The baking heat that caused a road to melt in Surrey will make way for thunderstorms and heavy showers in what will no doubt come as a relief for many people. The Met Office announced that the UK recorded its hottest night on record on Monday (July 18), with temperatures reaching the mid-20s.
The Met Office tweeted: “It has provisionally been the warmest night on record in the UK. Temperatures didn’t fall below 25C in places, exceeding the previous highest daily minimum record of 23.9C, recorded in Brighton on 3rd August 1990.”
A graphic accompanying the tweet showed the highest overnight minimum temperatures recorded were 24.5C in Aberporth, West Wales, 25.8C in Kenley, in the London Borough of Croydon, and 25.9C at Emley Moor, near Huddersfield, West Yorkshire.
Tuesday (July 19) is expected to see temperatures reach even higher, with some places predicted to hit 41C in the country. But those numbers will plummet on Wednesday (July 19), with the forecaster issuing a yellow weather warning for thunderstorms in the county.
The eight-hour warning is in place from 1pm until 9pm and the Met Office has warned it could bring disruption.
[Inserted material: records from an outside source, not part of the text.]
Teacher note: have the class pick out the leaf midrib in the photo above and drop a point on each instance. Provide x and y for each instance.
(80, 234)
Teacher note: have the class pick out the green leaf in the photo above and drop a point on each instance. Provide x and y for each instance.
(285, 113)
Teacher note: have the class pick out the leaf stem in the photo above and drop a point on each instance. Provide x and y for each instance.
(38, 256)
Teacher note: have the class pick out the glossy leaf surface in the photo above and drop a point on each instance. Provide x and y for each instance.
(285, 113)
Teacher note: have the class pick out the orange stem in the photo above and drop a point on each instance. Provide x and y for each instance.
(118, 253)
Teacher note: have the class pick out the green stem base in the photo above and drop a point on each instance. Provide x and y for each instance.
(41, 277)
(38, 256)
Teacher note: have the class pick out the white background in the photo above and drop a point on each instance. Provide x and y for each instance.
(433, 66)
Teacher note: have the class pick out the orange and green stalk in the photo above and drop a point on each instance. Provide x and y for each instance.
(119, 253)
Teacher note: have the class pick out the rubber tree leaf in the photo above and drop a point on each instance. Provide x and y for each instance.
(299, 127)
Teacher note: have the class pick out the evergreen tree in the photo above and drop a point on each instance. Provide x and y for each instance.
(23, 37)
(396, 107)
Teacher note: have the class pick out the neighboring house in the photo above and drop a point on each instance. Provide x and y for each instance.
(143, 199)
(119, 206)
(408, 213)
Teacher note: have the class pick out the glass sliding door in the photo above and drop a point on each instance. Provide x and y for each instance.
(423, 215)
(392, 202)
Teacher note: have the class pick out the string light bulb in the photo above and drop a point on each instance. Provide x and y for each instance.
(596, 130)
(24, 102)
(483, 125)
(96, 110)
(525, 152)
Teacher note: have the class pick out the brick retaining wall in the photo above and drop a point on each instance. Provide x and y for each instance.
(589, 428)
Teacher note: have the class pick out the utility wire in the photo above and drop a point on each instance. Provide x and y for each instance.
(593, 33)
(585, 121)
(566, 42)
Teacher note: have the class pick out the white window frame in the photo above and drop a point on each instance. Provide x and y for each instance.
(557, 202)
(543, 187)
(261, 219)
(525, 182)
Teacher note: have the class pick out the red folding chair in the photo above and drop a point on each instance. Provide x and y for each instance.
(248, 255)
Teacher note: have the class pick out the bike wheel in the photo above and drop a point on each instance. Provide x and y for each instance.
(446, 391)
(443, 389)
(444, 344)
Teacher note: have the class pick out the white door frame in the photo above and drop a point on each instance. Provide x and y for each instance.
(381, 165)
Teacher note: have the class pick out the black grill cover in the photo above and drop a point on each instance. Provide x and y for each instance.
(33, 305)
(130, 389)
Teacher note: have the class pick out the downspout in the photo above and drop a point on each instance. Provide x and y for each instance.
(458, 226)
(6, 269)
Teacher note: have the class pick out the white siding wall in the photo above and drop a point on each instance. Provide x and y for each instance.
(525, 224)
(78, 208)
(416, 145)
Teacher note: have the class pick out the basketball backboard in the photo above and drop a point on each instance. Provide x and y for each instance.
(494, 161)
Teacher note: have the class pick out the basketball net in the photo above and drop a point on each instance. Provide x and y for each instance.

The Met Office said: “Heavy showers and thunderstorms are expected to develop across central, southern and eastern parts of England on Wednesday afternoon. Whilst most places will see only small amounts of rain there is a chance of some isolated heavy downpours and lightning. Where these occur a few sites could see 20 to 30 mm in an hour and 50 mm in three hours.”
Flooding or lightning strikes occur, there is a chance of delays and some cancellations to train and bus services if flooding and lightning strikes occur, the forecaster said, and s pray and sudden flooding could lead to difficult driving conditions and some road closure. There is also a slight chance that power cuts could occur and other services to some homes and businesses could be lost.